Achtung, Nachricht von Papa

Netzgeschichten Annäherung per Mausklick: Wenn adoptierte Kinder von ihren leiblichen Eltern per Facebook erfahren, ist die Freude nicht immer groß

Als endloses Spiel mit Masken und Pseudonymen wird die virtuelle Interaktion im Netz oft beschrieben. Wenn Datenschützer besorgt die Stirn darüber runzeln, was Teenager alles auf Facebook und Co. verraten, lachen viele junge Menschen und verweisen darauf, dass das doch alles nichts mit ihrem „echten Leben“ zu tun habe. Die Profilfotos sind bearbeitet, bis man einer Comic-Figur ähnelt. Fähigkeiten und Hobbys werden frei erfunden oder stark geschönt. Statt sich zu präsentieren, wie man ist, präsentiert man sich lieber, wie man sein möchte – eine Fantasiegestalt, ein besseres Netz-Ich.

Dass die Wirklichkeit im Internet aber manchmal auf unerwartete Weise in dieses Identitätenspiel einbrechen kann, zeigt eine aktuelle Debatte in Großbritannien. Dort berichten Jugendämter und Adoptionsagenturen laut Guardian von einem neuen Phänomen: Die leiblichen Eltern von Adoptivkindern, die bisher keinen direkten Kontakt mit ihrem Nachwuchs hatten, melden sich über Facebook. In der Regel läuft der Kontakt bei adoptierten Kindern oder jenen, die das Jugendamt aus Schutzgründen aus ihrer ursprünglichen Familie herausgenommen hat, über den Postweg. Die Adoptions­familie schreibt den leiblichen Eltern jährlich einen Brief, in dem sie über die Entwicklung des Kindes berichtet.

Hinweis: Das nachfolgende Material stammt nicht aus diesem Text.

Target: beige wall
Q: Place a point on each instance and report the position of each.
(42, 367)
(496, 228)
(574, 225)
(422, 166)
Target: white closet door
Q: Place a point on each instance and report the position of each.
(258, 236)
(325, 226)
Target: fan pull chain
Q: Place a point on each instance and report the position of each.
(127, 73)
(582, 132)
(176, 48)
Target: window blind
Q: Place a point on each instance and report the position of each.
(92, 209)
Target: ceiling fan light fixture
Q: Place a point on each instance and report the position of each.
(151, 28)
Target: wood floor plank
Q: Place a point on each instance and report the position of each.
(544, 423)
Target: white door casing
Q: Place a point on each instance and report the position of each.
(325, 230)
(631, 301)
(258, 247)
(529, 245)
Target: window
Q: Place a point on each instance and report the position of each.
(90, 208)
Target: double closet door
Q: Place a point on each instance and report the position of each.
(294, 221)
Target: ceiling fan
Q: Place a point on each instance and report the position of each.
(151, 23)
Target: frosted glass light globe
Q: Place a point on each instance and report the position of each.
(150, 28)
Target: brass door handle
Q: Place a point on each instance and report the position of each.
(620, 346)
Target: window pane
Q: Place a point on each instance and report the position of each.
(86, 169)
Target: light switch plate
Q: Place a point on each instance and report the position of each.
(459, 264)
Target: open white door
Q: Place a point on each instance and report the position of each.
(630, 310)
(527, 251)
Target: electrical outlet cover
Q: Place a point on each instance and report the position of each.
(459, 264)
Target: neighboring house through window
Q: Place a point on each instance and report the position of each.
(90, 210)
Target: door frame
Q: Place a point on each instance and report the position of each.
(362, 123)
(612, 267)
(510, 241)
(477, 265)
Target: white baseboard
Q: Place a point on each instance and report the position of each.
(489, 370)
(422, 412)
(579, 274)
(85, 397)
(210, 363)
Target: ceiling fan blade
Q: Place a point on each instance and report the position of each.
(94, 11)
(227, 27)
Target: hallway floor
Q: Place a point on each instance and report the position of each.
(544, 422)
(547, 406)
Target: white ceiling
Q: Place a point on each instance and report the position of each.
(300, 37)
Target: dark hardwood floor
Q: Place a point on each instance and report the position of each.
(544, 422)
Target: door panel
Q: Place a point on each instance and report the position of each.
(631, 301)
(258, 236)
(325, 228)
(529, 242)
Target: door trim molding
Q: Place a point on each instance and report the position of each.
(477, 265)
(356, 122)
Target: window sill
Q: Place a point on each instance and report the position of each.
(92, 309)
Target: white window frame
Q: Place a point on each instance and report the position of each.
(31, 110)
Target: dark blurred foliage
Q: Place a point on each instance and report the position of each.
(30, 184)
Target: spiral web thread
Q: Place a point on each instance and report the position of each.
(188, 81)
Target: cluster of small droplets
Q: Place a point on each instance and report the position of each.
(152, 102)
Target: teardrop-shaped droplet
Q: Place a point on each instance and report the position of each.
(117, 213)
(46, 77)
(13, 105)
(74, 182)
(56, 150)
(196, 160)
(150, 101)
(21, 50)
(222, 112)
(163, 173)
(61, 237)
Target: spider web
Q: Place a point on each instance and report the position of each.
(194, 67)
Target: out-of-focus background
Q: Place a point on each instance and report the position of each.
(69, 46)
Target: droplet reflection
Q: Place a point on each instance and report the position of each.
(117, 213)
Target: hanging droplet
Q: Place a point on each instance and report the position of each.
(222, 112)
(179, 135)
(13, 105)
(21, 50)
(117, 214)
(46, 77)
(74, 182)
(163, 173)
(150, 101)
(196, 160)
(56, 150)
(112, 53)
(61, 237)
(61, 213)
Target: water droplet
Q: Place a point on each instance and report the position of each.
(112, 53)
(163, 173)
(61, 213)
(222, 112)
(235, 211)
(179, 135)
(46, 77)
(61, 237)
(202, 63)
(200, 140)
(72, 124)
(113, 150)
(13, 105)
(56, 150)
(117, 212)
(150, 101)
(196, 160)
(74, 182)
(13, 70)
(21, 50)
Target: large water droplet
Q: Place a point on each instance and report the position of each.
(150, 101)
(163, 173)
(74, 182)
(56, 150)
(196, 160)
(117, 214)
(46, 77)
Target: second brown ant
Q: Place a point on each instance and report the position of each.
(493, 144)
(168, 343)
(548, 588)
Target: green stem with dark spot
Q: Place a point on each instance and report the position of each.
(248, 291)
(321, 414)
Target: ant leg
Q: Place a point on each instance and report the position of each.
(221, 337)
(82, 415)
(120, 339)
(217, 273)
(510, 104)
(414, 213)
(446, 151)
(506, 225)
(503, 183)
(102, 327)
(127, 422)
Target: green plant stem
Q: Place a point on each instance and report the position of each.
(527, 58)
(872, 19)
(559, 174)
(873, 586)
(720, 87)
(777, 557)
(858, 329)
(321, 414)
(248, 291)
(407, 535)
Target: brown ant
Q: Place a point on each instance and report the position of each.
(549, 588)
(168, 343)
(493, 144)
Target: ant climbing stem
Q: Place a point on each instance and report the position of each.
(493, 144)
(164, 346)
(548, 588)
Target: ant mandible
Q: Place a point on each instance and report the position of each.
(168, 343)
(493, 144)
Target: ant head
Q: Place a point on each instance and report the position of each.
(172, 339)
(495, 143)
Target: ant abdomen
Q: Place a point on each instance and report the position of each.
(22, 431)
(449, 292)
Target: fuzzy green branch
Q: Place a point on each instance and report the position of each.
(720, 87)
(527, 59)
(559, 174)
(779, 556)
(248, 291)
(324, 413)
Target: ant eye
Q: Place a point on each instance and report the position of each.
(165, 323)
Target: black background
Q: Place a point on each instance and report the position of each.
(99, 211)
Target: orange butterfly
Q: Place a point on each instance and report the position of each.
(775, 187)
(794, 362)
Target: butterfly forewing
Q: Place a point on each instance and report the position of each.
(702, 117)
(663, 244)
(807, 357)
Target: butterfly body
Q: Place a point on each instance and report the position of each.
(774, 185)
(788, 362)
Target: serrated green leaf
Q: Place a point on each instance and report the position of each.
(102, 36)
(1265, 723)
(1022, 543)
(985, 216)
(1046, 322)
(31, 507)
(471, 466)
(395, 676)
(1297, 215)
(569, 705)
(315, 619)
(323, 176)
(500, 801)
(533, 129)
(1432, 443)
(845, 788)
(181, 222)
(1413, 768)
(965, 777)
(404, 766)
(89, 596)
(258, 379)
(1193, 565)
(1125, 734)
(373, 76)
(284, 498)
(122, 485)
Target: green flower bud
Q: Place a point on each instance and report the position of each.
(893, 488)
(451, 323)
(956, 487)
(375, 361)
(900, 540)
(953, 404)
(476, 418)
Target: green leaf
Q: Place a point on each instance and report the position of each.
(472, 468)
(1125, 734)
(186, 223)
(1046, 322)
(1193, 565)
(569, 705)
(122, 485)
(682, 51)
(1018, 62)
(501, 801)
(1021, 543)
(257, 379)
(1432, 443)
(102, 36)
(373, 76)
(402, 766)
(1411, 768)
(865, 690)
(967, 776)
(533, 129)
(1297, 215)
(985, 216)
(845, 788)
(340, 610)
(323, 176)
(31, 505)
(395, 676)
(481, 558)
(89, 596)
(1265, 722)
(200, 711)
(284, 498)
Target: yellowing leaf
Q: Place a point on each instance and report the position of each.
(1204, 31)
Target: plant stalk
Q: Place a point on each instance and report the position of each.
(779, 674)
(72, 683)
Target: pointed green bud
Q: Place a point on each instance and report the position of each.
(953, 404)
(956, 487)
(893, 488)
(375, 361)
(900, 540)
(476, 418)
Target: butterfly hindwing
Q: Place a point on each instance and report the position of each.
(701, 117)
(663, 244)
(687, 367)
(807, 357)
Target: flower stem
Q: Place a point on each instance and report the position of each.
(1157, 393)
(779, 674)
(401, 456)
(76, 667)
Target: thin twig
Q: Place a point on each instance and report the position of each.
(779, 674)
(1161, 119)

Meist werden aktuelle Fotos beigelegt.

Kurznachrichten mit Brisanz

Kennt man aber etwa das genaue Geburtsdatum des Kindes, ist es ein Leichtes, es über seinen Facebook-Account aufzuspüren. Jugendpsychologen warnen jedoch vor den Folgen, die eine solche unvermittelte Kontaktaufnahme mit sich bringen kann. Die Jugendlichen erwarten in ihrem Postfach kurze Mitteilungen ihrer Freunde und lesen eine Nachricht, deren Tragweite kaum abzusehen ist. Eine Pflegemutter berichtete, dass ihre 16-jährige Adoptivtochter tagelang nicht ansprechbar war, nachdem ihr leiblicher Vater sie unvermittelt auf Facebook kontaktiert hatte. Eine besondere Brisanz bekommt die Debatte, weil etwa zwei Drittel der Kinder, die in anderen Familien leben, Fälle sind, in denen die Kinder von ihren leiblichen Eltern zuvor misshandelt oder missbraucht wurden. Oft können sich die Kinder daran aber nicht mehr erinnern, weil sie zur Zeit der Tat zu klein waren.

Facebook-Gründer Mark Zuckerberg könnte also nicht nur deutsche Datenschutzfreaks besänftigen, als er nun in der Washington Post Fehler eingestand. In den kommenden Wochen werde der Datenschutz verschärft, die Kontrolle der Nutzer vereinfacht, kündigte er an. Wie genau dies aussehen soll, ließ er ­allerdings erstmal offen.